The ad itself ran in USA Today in Atlanta and the Atlanta JournalConstitution last week and will run in the Chicago Tribune this week. Though only two cities were targeted. it’s safe to say the tiny media outlay was dwarfed by the millions of
dollars in free media that the ad received. Was that part of the plan?
Is the company policing itself proactively, releasing an ad that perhaps turns legal cartwheels (but doesn’t seem
to make a lot of sense otherwise) because something is about to break about aspartame? Earlier this month, the soft drink giant distributed a fact sheet on aspartame to its bottlers, noting that the
sweetener is also used in thousands of products including gum, pudding and desserts. (“It’s not our fault! They do it too! And they’re worse than we are!” it did not say.) The
"Skinny on Aspartame" document is also posted on the Web site of the "Beverage Institute for Health & Wellness,” Coke’s educational arm, and an online site for “health
professionals."
By now, with increasingly public discussion of obesity and the evils of sugar, everyone knows that old-fashioned carbonated soda sales are down. But the news here is that diet
soda consumption dipped even more; Diet Coke sales were down 3% last year, while sales for the signature sauce were down 1%.

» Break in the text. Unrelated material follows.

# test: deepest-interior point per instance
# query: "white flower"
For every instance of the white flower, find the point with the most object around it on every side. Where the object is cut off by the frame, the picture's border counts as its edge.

Obviously, a giant public global company has to worry mostly about
the health of its bottom line. To its credit, Coke appears to be trying to be a good corporate citizen too.
But tackling obesity is a very tough strategy for the soft drink maker to pursue.
This became clear after the launch last January of the first part of the “Coming Together” campaign.
The peppier of the two commercials showed how a drinker could just work off the
“140 fun calories” in a can of Coke. At the time, I wrote that it “shows that working your can off hardly means working your can off.” The exertion includes
“25 minutes of letting your dog be your GPS” (if you are an adorable, skinny, Zooey Deschanel type, laughing madly as your dog pulls you along the perfect metropolitan walkway.) Then
it’s just “75 seconds of LOL” plus “one victory dance at a bowling alley.”
At the time, I glazed over every part except the LOLling and the victory dance.
Apparently, I wasn’t alone. The ad was subsequently banned in the U.K. for being misleading. Regulators charged that it wasn’t clear that you had to add up all of those activities to work
off the “fun” calories.
Word is that Coke is testing a natural, more organic sweetener in Argentina. (And it owns Truvia.) Perhaps that’s the answer. So for now, we’re
left with a mystery wrapped in an enigma and a vegetable sandwich. The Diet Coke on the side is optional. But thanks for the advice, Mom.